At the very moment he’s milking the Brian Burke affair for every news bite he can generate, the Prime Minister says there is no need for a register or code of conduct of lobbyists. “In the end it’s a matter of judgement and it’s a matter of personal responsibility”, John Howard said yesterday.
I’m not a great believer in substituting rules and regulations and registers for personal responsibility. It is all a matter of judgement.
Most of the world’s major democracies closely regulate and scrutinise the activities of lobbyists – for obvious reasons.
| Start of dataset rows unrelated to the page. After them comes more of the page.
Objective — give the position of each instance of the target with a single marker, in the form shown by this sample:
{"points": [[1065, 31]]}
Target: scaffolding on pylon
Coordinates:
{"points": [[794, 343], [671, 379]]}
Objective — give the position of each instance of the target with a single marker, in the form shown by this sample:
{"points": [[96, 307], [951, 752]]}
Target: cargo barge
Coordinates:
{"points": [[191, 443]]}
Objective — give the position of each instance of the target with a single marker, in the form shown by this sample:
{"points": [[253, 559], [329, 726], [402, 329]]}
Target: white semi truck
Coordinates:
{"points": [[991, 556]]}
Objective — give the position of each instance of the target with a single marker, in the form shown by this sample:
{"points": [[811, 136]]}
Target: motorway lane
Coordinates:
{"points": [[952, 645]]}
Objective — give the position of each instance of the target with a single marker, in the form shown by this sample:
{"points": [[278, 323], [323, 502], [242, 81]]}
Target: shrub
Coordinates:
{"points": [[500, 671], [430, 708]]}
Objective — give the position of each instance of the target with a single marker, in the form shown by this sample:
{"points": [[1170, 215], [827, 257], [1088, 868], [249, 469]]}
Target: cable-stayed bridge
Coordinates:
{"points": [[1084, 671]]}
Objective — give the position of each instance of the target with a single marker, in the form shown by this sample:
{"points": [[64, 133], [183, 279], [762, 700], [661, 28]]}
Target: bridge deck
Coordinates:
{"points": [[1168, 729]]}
But in the country where the public face of lobbying is characterised by spivs, Panama hats, secretive dinners and furtive mobile phone calls to government ministers to discuss the decision of the latest cabinet meeting, the PM wants to leave the probity of lobbying to the “judgement” of politicians and lobbyists.
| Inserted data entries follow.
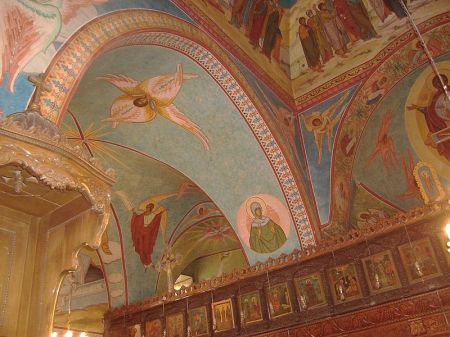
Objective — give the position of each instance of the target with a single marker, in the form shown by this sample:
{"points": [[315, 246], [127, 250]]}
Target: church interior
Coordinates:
{"points": [[193, 168]]}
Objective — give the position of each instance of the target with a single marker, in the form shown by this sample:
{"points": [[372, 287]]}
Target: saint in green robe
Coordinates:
{"points": [[265, 235]]}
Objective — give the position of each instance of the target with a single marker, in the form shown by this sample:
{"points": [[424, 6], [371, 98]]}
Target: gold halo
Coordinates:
{"points": [[259, 201]]}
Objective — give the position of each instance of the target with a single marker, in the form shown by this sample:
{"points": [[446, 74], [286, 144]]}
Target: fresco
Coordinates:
{"points": [[263, 223], [32, 32], [389, 143], [299, 45], [319, 125], [379, 142], [203, 250], [153, 204]]}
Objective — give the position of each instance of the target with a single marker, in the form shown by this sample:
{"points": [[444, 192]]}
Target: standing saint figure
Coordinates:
{"points": [[266, 236], [310, 45], [148, 218], [144, 230], [437, 117]]}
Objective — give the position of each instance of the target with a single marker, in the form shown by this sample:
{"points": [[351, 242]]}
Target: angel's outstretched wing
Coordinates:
{"points": [[23, 34], [173, 114], [123, 83]]}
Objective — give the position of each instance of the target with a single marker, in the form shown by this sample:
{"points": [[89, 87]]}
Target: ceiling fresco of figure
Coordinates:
{"points": [[139, 108], [325, 118], [297, 46], [32, 32]]}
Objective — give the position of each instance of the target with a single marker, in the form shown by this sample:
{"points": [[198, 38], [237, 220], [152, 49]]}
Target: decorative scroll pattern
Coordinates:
{"points": [[140, 26], [296, 257]]}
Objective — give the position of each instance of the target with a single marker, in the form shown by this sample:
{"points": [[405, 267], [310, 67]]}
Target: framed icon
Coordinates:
{"points": [[175, 325], [223, 317], [250, 307], [310, 293], [279, 300], [344, 283], [153, 328], [419, 260], [134, 331], [381, 273], [198, 321]]}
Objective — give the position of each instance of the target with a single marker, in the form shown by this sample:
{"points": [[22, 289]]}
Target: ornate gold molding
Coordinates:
{"points": [[296, 257], [37, 145]]}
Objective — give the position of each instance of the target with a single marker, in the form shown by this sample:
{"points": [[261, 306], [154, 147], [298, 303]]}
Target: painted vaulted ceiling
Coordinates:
{"points": [[209, 110]]}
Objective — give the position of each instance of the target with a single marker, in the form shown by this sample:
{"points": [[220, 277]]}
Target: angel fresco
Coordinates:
{"points": [[29, 27], [321, 123], [146, 220], [437, 117], [142, 101]]}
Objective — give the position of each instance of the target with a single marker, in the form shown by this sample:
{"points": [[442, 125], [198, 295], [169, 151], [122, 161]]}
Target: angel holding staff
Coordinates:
{"points": [[147, 219]]}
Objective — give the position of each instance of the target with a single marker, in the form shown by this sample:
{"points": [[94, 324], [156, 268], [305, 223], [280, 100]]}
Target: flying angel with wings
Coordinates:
{"points": [[146, 220], [29, 27], [323, 123], [142, 101]]}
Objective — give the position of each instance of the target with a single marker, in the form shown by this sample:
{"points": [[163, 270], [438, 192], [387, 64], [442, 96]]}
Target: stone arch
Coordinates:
{"points": [[138, 27]]}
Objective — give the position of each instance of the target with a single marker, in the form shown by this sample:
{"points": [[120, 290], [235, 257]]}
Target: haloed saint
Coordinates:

Why, you might wonder, is the Prime Minister so quick to dismiss the need to introduce basic accountability to the murky $1 billion a year lobbying industry?
Could it have anything to do with his own allegiance to his private lobbying/polling outfit? Could it have anything to do with the firm which provides him with the crucial market intelligence he uses to ensure he remains such a “clever politician”? Could it have anything to do with two words he doesn’t want to hear mentioned in the debate about the role and integrity of lobbyists? Could it have anything to do with Crosby Textor?